Kamila Szczawińska (born 20 September 1984, in Poznań) is a Polish model.

==Biography==
===Early years===
She spent part of her life in Rożnowice and Jaracz. She graduated from a primary school in Parkowo.

===Career===
She started her work in modelling in 2001 for one of the modelling agencies in Poznań. Initially, she appeared at fashion shows in Poznań's Okrąglak and the Poznań Fashion Fair. During one of the shows in Poznań, Kamila was spotted by an agent of one of the Milan agencies and persuaded her to leave. There, she was quickly involved in shows of famous creators such as: Valentino, Giorgio Armani and Gucci. Later, she signed another contract in Paris, where she worked for brands such as: Chanel, Yves Saint Laurent, Christian Dior and Gucci. Then she found herself in New York City, where she promoted fashion houses, including: Emanuel Ungaro, Marc Jacobs, Ralph Lauren, Sonia Rykiel, Rocco Barocco, Viktor & Rolf, Christian Lacroix, Elie Saab, John Galliano and Kenzo. She was the muse of Roberto Cavallego. In 2007, she appeared for the last time on the world catwalk in a Stella McCartney show.

From 2007 to 2013, she suspended international careers for her family life. During this time, she sporadically participated in shows of Polish fashion designers, such as: Dawid Woliński and Małgorzata Baczyńska. From 2014, she began to appear again on European catwalks. She signed a renewed contract with an agency in Milan. She has already had fashion shows for the brands Deni Cler, Klif and La Mania. From 6 to 27 March, 2015, she participated in the third edition of the programme Dancing with the Stars: Taniec z gwiazdami broadcast by Polsat. Her dance partner was Robert Kochanek, with whom she dropped out in the fourth episode, taking ninth place. From 23 February to 8 March 2016, she participated in the programme Agent – Gwiazdy on TVN. She later disappeared in the third episode.

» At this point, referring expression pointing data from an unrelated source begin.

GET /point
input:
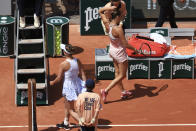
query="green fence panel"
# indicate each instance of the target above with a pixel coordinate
(57, 33)
(138, 69)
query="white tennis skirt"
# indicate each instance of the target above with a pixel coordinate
(72, 88)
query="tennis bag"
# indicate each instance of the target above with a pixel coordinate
(146, 46)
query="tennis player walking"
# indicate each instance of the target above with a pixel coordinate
(71, 70)
(118, 43)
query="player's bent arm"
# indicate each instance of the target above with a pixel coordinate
(124, 41)
(82, 74)
(124, 11)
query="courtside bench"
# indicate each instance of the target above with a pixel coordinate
(145, 68)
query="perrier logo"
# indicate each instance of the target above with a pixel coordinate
(57, 20)
(140, 66)
(105, 68)
(181, 67)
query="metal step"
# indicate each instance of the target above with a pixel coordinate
(25, 86)
(30, 41)
(30, 71)
(27, 56)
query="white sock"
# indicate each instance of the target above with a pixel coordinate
(66, 121)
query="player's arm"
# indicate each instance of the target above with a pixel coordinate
(62, 68)
(82, 74)
(124, 41)
(106, 21)
(123, 10)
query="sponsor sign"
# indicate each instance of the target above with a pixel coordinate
(160, 69)
(142, 9)
(90, 21)
(105, 70)
(183, 68)
(6, 35)
(138, 69)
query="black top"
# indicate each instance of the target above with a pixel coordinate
(165, 2)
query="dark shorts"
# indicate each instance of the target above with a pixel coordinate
(86, 128)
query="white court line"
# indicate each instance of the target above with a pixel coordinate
(124, 125)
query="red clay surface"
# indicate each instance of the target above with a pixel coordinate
(175, 104)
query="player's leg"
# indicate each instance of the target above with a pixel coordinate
(121, 75)
(123, 69)
(65, 123)
(72, 111)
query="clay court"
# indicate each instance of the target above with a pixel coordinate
(156, 105)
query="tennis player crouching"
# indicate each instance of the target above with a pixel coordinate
(88, 106)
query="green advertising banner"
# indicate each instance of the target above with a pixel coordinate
(90, 22)
(160, 69)
(183, 68)
(57, 33)
(22, 97)
(142, 9)
(7, 35)
(105, 70)
(138, 69)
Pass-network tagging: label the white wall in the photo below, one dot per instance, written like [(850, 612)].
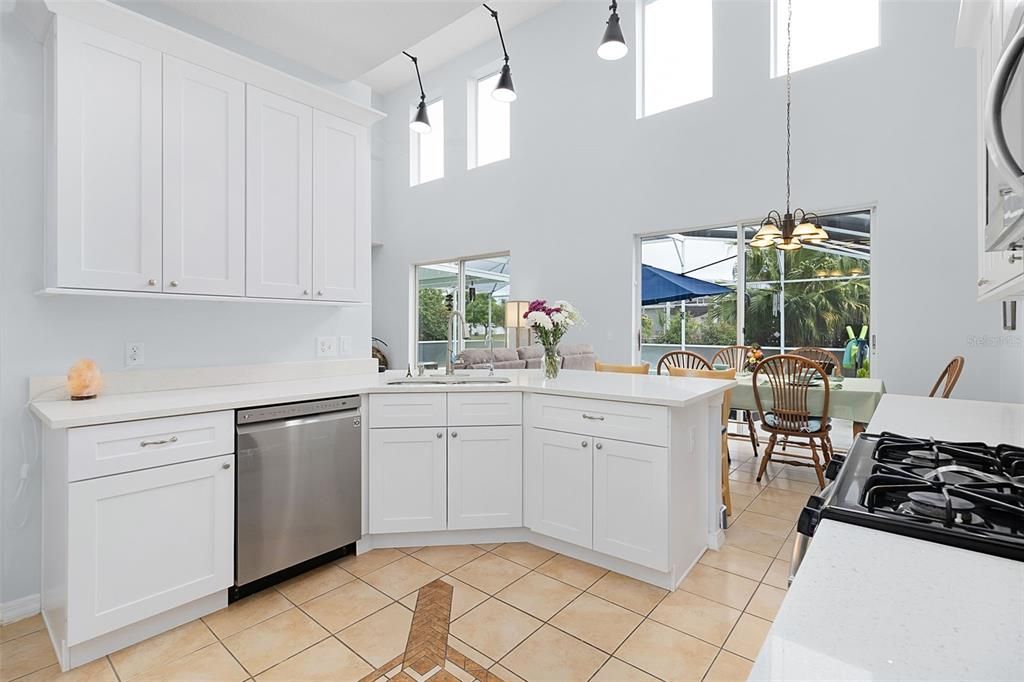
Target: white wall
[(891, 127), (43, 336)]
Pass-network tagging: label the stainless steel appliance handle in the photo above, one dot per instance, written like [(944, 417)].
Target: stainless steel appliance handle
[(299, 421), (994, 133)]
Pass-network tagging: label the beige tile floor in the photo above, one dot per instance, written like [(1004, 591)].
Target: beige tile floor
[(520, 610)]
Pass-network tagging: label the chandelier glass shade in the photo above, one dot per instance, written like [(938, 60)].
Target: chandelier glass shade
[(793, 229)]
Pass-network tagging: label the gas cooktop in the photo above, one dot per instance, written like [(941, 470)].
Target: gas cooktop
[(968, 495)]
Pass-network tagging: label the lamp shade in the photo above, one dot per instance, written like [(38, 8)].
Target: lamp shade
[(514, 311), (505, 91), (612, 44), (421, 122)]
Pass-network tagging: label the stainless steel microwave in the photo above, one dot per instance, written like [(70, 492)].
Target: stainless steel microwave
[(1005, 140)]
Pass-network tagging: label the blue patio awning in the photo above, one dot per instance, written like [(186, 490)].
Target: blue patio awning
[(657, 286)]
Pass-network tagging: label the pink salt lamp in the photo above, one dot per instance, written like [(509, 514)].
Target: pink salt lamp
[(84, 380)]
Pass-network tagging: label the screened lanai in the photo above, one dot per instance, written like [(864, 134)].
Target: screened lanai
[(780, 300)]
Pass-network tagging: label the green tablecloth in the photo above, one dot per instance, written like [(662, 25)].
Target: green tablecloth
[(856, 399)]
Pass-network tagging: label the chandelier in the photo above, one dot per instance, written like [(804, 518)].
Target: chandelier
[(794, 228)]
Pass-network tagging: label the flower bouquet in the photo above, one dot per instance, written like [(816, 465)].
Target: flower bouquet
[(550, 325), (754, 357)]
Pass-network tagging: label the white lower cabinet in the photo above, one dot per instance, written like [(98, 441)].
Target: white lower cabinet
[(145, 542), (631, 502), (484, 477), (408, 479), (560, 485)]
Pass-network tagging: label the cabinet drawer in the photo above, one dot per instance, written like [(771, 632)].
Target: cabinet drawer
[(484, 409), (407, 410), (110, 449), (607, 419)]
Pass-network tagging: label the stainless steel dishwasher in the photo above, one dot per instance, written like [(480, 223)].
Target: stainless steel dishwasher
[(298, 487)]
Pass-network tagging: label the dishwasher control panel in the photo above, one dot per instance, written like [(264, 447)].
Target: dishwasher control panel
[(295, 410)]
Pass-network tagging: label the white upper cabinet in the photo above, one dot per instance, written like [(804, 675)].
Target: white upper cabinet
[(341, 210), (104, 194), (189, 170), (204, 180), (279, 197)]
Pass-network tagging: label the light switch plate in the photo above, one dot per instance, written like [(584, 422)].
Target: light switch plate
[(327, 346), (134, 353)]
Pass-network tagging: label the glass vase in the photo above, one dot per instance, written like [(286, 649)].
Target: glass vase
[(552, 363)]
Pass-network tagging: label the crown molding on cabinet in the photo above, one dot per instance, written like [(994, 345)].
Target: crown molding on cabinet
[(142, 30)]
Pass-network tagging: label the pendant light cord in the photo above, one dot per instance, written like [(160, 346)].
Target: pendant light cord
[(788, 91), (416, 62), (500, 36)]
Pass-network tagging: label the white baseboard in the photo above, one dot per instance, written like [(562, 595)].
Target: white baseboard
[(18, 608)]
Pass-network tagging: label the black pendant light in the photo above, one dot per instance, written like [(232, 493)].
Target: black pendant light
[(612, 44), (792, 230), (504, 91), (421, 122)]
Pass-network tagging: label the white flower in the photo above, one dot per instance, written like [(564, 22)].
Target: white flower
[(538, 318)]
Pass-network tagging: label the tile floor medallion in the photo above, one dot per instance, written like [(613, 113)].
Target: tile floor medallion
[(513, 612)]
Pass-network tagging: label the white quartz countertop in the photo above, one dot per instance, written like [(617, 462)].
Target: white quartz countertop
[(669, 391), (872, 605), (993, 423), (868, 604)]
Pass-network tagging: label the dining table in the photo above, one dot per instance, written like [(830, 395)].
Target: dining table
[(852, 398)]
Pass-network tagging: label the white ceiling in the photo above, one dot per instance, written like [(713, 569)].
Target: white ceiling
[(354, 39)]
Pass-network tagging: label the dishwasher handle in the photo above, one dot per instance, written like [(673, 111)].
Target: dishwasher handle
[(259, 427)]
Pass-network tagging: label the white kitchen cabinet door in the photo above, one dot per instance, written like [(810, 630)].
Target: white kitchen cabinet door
[(560, 485), (107, 190), (146, 542), (631, 502), (341, 210), (408, 479), (204, 180), (484, 477), (279, 196)]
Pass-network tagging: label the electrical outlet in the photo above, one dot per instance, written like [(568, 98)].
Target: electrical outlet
[(134, 353), (327, 346)]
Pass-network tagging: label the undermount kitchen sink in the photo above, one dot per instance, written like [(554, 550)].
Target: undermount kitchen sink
[(441, 380)]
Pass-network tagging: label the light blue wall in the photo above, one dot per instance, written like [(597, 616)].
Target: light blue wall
[(892, 127)]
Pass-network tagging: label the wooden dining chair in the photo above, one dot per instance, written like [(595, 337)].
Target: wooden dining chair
[(643, 368), (681, 358), (790, 378), (735, 357), (947, 380), (825, 358), (716, 374)]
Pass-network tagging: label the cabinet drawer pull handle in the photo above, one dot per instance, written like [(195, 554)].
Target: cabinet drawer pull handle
[(162, 441)]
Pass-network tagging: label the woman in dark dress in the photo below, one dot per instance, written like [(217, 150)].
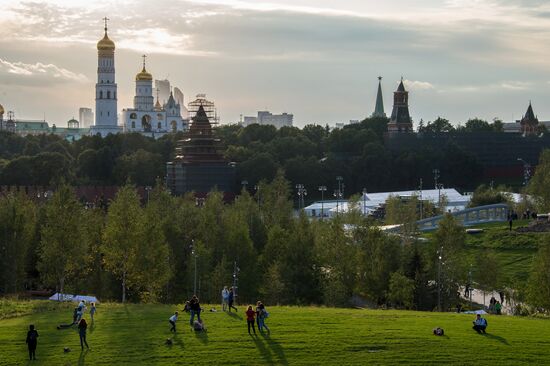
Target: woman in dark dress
[(32, 340), (82, 325)]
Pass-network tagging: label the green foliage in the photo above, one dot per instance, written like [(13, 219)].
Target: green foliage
[(484, 195), (401, 290), (122, 237), (538, 293), (17, 225), (539, 183), (62, 247)]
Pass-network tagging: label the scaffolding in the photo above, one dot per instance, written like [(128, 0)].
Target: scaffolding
[(208, 106)]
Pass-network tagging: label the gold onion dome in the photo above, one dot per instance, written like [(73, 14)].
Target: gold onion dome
[(144, 75), (105, 44)]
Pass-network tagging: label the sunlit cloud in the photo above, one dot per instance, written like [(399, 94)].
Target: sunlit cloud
[(39, 71)]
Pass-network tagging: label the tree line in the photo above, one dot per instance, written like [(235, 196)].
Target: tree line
[(150, 252), (312, 156)]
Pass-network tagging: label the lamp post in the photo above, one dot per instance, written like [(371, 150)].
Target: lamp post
[(235, 279), (194, 254), (439, 257), (257, 189), (439, 187), (322, 189), (364, 201), (301, 192), (526, 171), (436, 177), (148, 189), (339, 193), (421, 203)]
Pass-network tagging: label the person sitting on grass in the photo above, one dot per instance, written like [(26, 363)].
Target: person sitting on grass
[(480, 324), (173, 319), (32, 340), (250, 313)]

On 23 November 2016, she released her cookbook entitled Kuchnia dla całej rodziny (Kitchen for the whole family), which was published by Edipresse Books.

===Private life===
On 13 June 2009, she got married. She has two children, son Julek and daughter Kalina. Update: She now has three children (per her interview on Radio Nowy Świat in 2024).